Ia menduga, praktik suap jual beli perkara itu tidak hanya terjadi di MA. Kasus serupa juga ditemukan di Pengadilan Tinggi dan Pengadilan Negeri. Sebagaimana, pernah dibongkar Komisi Pemberantasan Korupsi (KPK).
“Jadi, menurut saya, institusi peradilan, Mahkamah Agung dan lembaga peradilan di bawahnya itu mengalami situasi kronis yang belum sembuh dari penyakit korupsi,” ujar Zaenur.
Sebagaimana diketahui, KPK melakukan tangkap tangan terhadap hakim yustisial MA, Elly Tri Pangestu, sejumlah aparatur sipil negara (ASN) di MA, pengacara, dan pihak Koperasi Simpan Pinjam Intidana.
Mereka diduga melakukan suap terkait pengurusan perkara kasasi Intidana di MA.
Setelah dilakukan gelar perkara, KPK menetapkan 10 orang tersangka dalam perkara ini.
Mereka adalah Sudrajad Dimyati, panitera pengganti MA Elly Tri Pangesti, PNS kepaniteraan MA Desy Yustria dan Muhajir Habibie, serta PNS MA Albasri dan Nuryanto Akmal. Mereka ditetapkan sebagai penerima suap.
Sementara itu, tersangka pemberi suapnya adalah Yosep Parera dan Eko Suparno selaku advokat, serta Heryanto dan Ivan Dwi Kusuma Sujanto selaku Debitur Koperasi Simpan Pinjam Intidana (ID).
Tidak terjaring operasi tangkap tangan, Sudrajad Dimyati kemudian mendatangi gedung Merah Putih KPK pada hari berikutnya. Setelah menjalani pemeriksaan, ia langsung ditahan.

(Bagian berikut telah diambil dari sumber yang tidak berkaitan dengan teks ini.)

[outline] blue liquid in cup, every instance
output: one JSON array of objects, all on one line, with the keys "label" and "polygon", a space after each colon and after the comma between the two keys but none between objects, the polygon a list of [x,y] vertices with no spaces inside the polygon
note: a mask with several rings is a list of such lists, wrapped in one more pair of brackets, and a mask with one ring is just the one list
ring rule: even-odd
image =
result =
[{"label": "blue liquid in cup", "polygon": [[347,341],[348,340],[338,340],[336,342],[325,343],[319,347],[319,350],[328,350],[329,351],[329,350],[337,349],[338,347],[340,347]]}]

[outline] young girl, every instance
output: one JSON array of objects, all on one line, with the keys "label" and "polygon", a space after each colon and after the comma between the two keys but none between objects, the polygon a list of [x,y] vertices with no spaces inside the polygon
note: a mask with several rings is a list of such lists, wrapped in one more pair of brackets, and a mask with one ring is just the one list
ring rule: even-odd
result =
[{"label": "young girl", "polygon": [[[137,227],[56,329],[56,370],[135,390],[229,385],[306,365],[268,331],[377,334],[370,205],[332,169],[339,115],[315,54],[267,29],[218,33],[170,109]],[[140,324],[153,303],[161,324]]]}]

Belakang, Kepala Bagian Pemberitaan KPK Ali Fikri mengumumkan tersangka kasus tersebut bertambah. Salah satu di antaranya merupakan Hakim Agung.
"Memang secara resmi kami belum mengumumkan siapa saja yang telah ditetapkan sebagai tersangka baru dalam proses penyidikan, tapi satu di antaranya kami mengonfirmasi betul hakim agung di Mahkamah Agung," kata Ali sebagaimana disiarkan Breaking News Kompas TV, Kamis (11/11/2022).
Ali Fikri juga mengungkapkan, Hakim Agung yang ditetapkan sebagai tersangka pernah menjalani pemeriksaan di KPK.
Berdasarkan catatan Kompas.com, di antara belasan saksi yang telah dipanggil, mulai dari staf hingga Sekretaris MA Hasbi Hasan, satu-satunya Hakim Agung yang dipanggil adalah Gazalba Saleh.
Gazalba Saleh dipanggil untuk menjalani pemeriksaan oleh penyidik pada 27 Oktober 2022.